The ISM concept is exactly the approach that we have taken here at BridgeHead Software. Aside from integrating the basic enterprise storage management services into a single platform, BridgeHead’s ISM technology offers a number of features that differentiates it from the piecemeal use of backup and HSM utilities that is most commonly seen in the industry:
• Multiple copies/multiple uses. BridgeHead’s ISM technology archives and migrates data in multiple copies onto multiple media, each with their own independent retention and media management policies. An important aspect of the multiple copy approach is that it stands in contrast to the more prevalent approach of ‘migration’. Migration calls for files to be moved from a more expensive medium to a less expensive one in reaction to events such as space utilisation watermarks being crossed. The result of this technique is that data is often moved when the system is under stress from disk space shortages. Migration also does not provide the necessary resilience or compliance as the data does not go immediately to its final destination.
• Tight application coupling. BridgeHead’s application archiving module provides a variety of interfaces including APIs and CLIs to allow applications to easily integrate with the platform. While transparent HSM is available, it’s not the only option. Application archiving means that the application retains control of the data, moving it to and from the archive in accordance with its own internal policies.

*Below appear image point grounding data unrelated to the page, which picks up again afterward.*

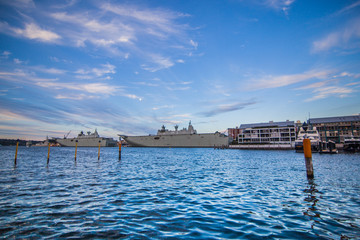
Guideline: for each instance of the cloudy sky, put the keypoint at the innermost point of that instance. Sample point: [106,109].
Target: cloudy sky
[131,66]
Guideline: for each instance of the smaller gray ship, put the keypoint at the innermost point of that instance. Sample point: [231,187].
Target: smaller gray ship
[89,140]
[185,138]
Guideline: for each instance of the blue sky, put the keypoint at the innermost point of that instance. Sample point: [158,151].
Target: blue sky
[128,67]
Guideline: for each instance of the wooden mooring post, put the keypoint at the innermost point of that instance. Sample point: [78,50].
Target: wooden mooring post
[308,158]
[75,149]
[48,160]
[120,150]
[99,151]
[17,147]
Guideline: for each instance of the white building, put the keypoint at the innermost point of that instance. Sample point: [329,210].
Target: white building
[268,133]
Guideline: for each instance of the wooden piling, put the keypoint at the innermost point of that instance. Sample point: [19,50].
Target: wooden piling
[99,152]
[48,160]
[308,158]
[75,150]
[17,146]
[120,150]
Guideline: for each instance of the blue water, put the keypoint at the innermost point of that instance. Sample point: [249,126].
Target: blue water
[177,194]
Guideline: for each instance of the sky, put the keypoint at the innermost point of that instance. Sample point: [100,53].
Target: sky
[129,67]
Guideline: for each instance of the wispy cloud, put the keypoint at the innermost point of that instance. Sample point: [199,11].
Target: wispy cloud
[325,92]
[30,31]
[285,80]
[349,8]
[342,38]
[283,5]
[123,30]
[158,62]
[224,108]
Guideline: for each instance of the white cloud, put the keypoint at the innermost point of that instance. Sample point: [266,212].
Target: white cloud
[283,5]
[162,107]
[158,62]
[285,80]
[17,61]
[341,38]
[31,31]
[97,72]
[325,92]
[5,54]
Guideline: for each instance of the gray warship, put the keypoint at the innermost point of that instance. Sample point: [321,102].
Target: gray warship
[89,140]
[185,138]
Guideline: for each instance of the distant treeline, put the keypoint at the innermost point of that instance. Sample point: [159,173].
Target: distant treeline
[12,142]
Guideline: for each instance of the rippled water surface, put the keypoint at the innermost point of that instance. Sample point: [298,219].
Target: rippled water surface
[177,194]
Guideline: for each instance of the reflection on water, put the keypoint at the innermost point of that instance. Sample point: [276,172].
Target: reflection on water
[177,193]
[311,198]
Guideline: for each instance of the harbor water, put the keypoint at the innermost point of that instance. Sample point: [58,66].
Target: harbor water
[168,193]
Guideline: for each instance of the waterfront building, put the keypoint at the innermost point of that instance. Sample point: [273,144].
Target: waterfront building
[268,133]
[337,128]
[233,134]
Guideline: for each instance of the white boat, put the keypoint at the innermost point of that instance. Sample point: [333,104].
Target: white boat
[310,133]
[89,140]
[351,144]
[187,137]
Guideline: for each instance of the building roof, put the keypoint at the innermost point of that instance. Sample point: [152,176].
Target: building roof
[354,118]
[268,125]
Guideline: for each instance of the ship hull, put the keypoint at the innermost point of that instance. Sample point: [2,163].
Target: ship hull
[92,142]
[206,140]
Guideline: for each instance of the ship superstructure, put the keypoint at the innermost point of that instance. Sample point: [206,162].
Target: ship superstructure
[186,137]
[87,140]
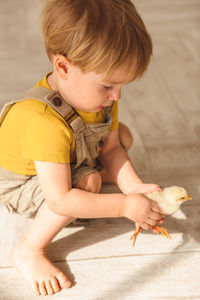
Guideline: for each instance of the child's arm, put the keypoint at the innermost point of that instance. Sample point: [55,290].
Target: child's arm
[55,180]
[117,163]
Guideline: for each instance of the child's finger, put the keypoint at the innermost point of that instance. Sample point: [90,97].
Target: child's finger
[157,208]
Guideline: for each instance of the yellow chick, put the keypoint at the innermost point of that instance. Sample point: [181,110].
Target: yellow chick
[169,200]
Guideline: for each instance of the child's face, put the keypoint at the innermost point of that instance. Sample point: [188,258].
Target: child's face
[88,91]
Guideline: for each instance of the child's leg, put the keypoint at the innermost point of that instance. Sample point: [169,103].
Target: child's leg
[126,139]
[29,256]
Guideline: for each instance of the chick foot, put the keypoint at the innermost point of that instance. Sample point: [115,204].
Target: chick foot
[163,231]
[135,234]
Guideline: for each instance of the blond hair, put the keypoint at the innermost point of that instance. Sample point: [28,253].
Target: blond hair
[97,35]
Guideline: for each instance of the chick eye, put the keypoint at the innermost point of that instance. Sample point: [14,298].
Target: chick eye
[107,87]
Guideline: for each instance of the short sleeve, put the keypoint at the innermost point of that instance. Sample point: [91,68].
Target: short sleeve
[114,113]
[45,138]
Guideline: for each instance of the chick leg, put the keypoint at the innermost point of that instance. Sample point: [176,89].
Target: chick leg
[135,234]
[161,230]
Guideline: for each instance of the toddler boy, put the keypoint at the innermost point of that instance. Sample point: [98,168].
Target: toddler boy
[62,139]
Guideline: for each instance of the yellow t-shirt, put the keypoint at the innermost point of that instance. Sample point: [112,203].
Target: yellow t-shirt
[32,130]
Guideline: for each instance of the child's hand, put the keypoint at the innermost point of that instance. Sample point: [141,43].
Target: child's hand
[146,188]
[142,210]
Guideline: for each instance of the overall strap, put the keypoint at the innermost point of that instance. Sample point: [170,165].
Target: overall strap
[51,98]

• Integrated backup/archiving. Archiving and backup are performed for entirely different reasons and are each optimised to handle particular types of data. Throughout the industry, efficient storage management is not achieved by those who use backup tools for archiving or archiving tools to perform a primary disaster recovery role. The primary concern of backup is to provide extremely rapid recovery of large chunks of data representing entire systems in the event of recovery from system failure. While backup includes file journaling, it’s not an efficient tool for keeping long-term track of individual files and efficiently locating them and bringing them back from removable media. The archiver, on the other hand, is ideal for extremely long term management of unchanging data.
• Active file archiving. For unstructured data, BridgeHead provides the ability to automatically identify and archive, migrate or delete, based on sophisticated policies using all available file attributes. There are many SRM tools available to analyse file systems and identify problem files that are causing poor disk utilisation, but there are very few, if any, that can convert the results of analysis into an automated solution to the problem.
ILM is an admirable goal, and it’s hardly breaking new ground to suggest that no-one is quite there yet. But it’s important to realise now, rather than later, that without integration between – not just inclusion of – its various services, ILM will never provide all of the benefits that its proponents intended. Such an outcome will leave us still looking for answers and, quite possibly, our data.